458 - L’imprévu n’est pas nécessairement imprévisible

N. Lygeros

Du point de vue stratégique, une guerre est toujours riche en enseignements, non pas sur ses conséquences mais sur les choix tactiques qui découlent de la grande stratégie. Cependant son apport ne s’arrête pas là. Il concerne aussi la qualité des analyses postérieures à toute attaque et qui sont généralement effectuées par des combattants militaire et stratégique. À ce titre, celle qui s’intitule La grande surprise du général Frank est tout à fait révélatrice de la recherche médiologique et non stratégique. Car en voulant mettre en évidence l’effet de surprise créé pour l’attaque, elle axe sa démonstration sur 3 points : (1) « Les bombardements devaient assommer l’adversaire. Il n’en a rien été. Ils ont été très limités. » 2) « L’action a été conduite à l’aube alors que les Américains, depuis quelques lustres, préfèrent débuter leurs opérations en milieu de nuit. » (3) « Mais le troisième étonnement est plus extraordinaire encore, peut-être sans précédent. […] Les officiers se seraient déclarés abasourdis par ces premières frappes dont ils n’étaient pas, semble-t-il, prévenus. » En réalité, aucun de ces points ne représente une surprise.
La puissance de l’effet de surprise provient essentiellement de son caractère imprévisible. Or les points mentionnés dans cette analyse sont tous prévisibles comme nous allons le montrer par la suite. L’effet de surprise est bien une arme redoutable en stratégie cependant certaines opérations ne sont des surprises que pour certains analystes ou pour leur lectorat.

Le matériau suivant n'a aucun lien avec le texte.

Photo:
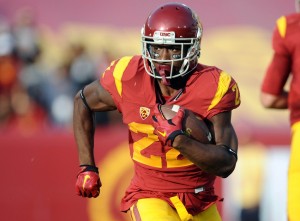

Le premier cas est relativement élémentaire à traiter lorsque l’on dispose de connaissances minimales sur l’arsenal militaire et psychologique. Il est tout d’abord intéressant d’employer les armes d’une guerre psychologique pour préparer le terrain de la guerre réelle. Aussi le type d’information donnée est prévisible et pour ainsi dire naturel. Ensuite, étant donné que cette armée dispose d’armes spécifiques comme les armes exotiques ou plus généralement de missiles à grande précision et de bombardiers furtifs, il est préférable de les utiliser avant une attaque massive qui par nature n’a pas besoin ni de discrétion ni de précision.

Le deuxième cas s’explique tout simplement par la météorologie et plus précisément l’état de la lune. Lorsque l’on dispose d’appareils qui permettent d’avoir une vision nocturne et que cela est un avantage par rapport à l’ennemi on ne mène pas une attaque nocturne en période de pleine lune. Car l’avantage ne peut être exploité. Aussi, les analystes prévoyaient une attaque après cette période. Donc le plus judicieux c’est d’effectuer l’attaque à l’aube. Il ne s’agit pas là d’une surprise mais d’une conséquence de la logique militaire. De plus l’attaque terrestre constituait essentiellement en une simple avancée en territoire adversaire et non ennemi puisque très peu peuplé et non protégé. Les attaques centrales étant effectuées par des missiles Tomahawk et BLU-169/13 sont indépendantes de ces conditions.

Enfin le dernier cas est de loin le plus contestable en tant que preuve de l’effet de surprise et ce, pour plusieurs raisons. Les officiers n’ont tout d’abord pas intérêt à donner des informations sensibles. Au contraire, ils doivent aider à la désinformation. De plus, il n’y a rien de surprenant à ce que le commandement exploite le plus discrètement possible des informations fournies par les réseaux de renseignements. Quant aux délais, ils sont eux aussi logiques. Puisque la durée de vie d’une information sensible est extrêmement faible dans le domaine de l’espionnage.

Nous avons donc démontré que toute opération militaire ne peut être considérée comme un effet de surprise, c’est justement le contraire qui aurait été une surprise. En réalité, en stratégie, le plus surprenant c’est le nombre d’idées qui sont prévisibles. Car l’imprévisible est rare par nature.